Hudi table should have been restored to the savepointed commit 20220128160245447. Both data files and timeline files should have been deleted.
ls -ltr /tmp/hudi_trips_cow/.hoodie
total 152
drwxr-xr-x 2 nsb wheel 64 Jan 28 16:00 archived
-rw-r--r-- 1 nsb wheel 546 Jan 28 16:00 hoodie.properties
-rw-r--r-- 1 nsb wheel 0 Jan 28 16:00 20220128160040171.commit.requested
-rw-r--r-- 1 nsb wheel 2594 Jan 28 16:00 20220128160040171.inflight
-rw-r--r-- 1 nsb wheel 4374 Jan 28 16:00 20220128160040171.commit
-rw-r--r-- 1 nsb wheel 0 Jan 28 16:01 20220128160124637.commit.requested
-rw-r--r-- 1 nsb wheel 2594 Jan 28 16:01 20220128160124637.inflight
-rw-r--r-- 1 nsb wheel 4414 Jan 28 16:01 20220128160124637.commit
-rw-r--r-- 1 nsb wheel 0 Jan 28 16:02 20220128160226172.commit.requested
-rw-r--r-- 1 nsb wheel 2594 Jan 28 16:02 20220128160226172.inflight
-rw-r--r-- 1 nsb wheel 4427 Jan 28 16:02 20220128160226172.commit
-rw-r--r-- 1 nsb wheel 0 Jan 28 16:02 20220128160229636.commit.requested
-rw-r--r-- 1 nsb wheel 2594 Jan 28 16:02 20220128160229636.inflight
-rw-r--r-- 1 nsb wheel 4428 Jan 28 16:02 20220128160229636.commit
-rw-r--r-- 1 nsb wheel 0 Jan 28 16:02 20220128160245447.commit.requested
-rw-r--r-- 1 nsb wheel 2594 Jan 28 16:02 20220128160245447.inflight
-rw-r--r-- 1 nsb wheel 4428 Jan 28 16:02 20220128160245447.commit
-rw-r--r-- 1 nsb wheel 0 Jan 28 16:05 20220128160245447.savepoint.inflight
-rw-r--r-- 1 nsb wheel 1168 Jan 28 16:05 20220128160245447.savepoint
-rw-r--r-- 1 nsb wheel 0 Jan 28 16:07 20220128160732437.restore.inflight
-rw-r--r-- 1 nsb wheel 4152 Jan 28 16:07 20220128160732437.restore
Let's check the total record count in the table.
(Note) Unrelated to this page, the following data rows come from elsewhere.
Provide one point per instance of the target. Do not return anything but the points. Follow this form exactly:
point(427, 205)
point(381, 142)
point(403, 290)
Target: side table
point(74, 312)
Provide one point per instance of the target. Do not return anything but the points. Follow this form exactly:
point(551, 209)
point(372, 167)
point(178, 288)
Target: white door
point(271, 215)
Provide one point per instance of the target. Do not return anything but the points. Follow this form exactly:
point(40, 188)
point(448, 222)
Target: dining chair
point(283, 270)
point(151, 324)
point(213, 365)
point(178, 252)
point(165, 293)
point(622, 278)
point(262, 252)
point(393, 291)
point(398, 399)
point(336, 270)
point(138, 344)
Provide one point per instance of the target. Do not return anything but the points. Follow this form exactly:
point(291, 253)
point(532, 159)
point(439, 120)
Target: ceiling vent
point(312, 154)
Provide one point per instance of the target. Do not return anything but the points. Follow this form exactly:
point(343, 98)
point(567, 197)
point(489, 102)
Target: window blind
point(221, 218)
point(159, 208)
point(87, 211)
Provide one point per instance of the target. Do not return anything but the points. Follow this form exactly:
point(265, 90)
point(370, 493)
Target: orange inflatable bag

Should match the records we had, just before we triggered the savepoint.
val tripsSnapshotDF = spark.
read.
format("hudi").
load(basePath)
tripsSnapshotDF.createOrReplaceTempView("hudi_trips_snapshot")
spark.sql("select count(partitionpath, uuid) from hudi_trips_snapshot").show()
+--------------------------+
|count(partitionpath, uuid)|
+--------------------------+
| 50|
+--------------------------+
As you could see, entire table state is restored back to the commit which was savepointed. Users can choose to trigger savepoint at regular cadence and keep deleting older savepoints when new ones are created. Please do remember that cleaner may not clean the files that are savepointed. And so users should ensure they delete the savepoints from time to time. If not, the storage reclamation may not happen.
Note: Savepoint and restore for MOR table is available only from 0.11.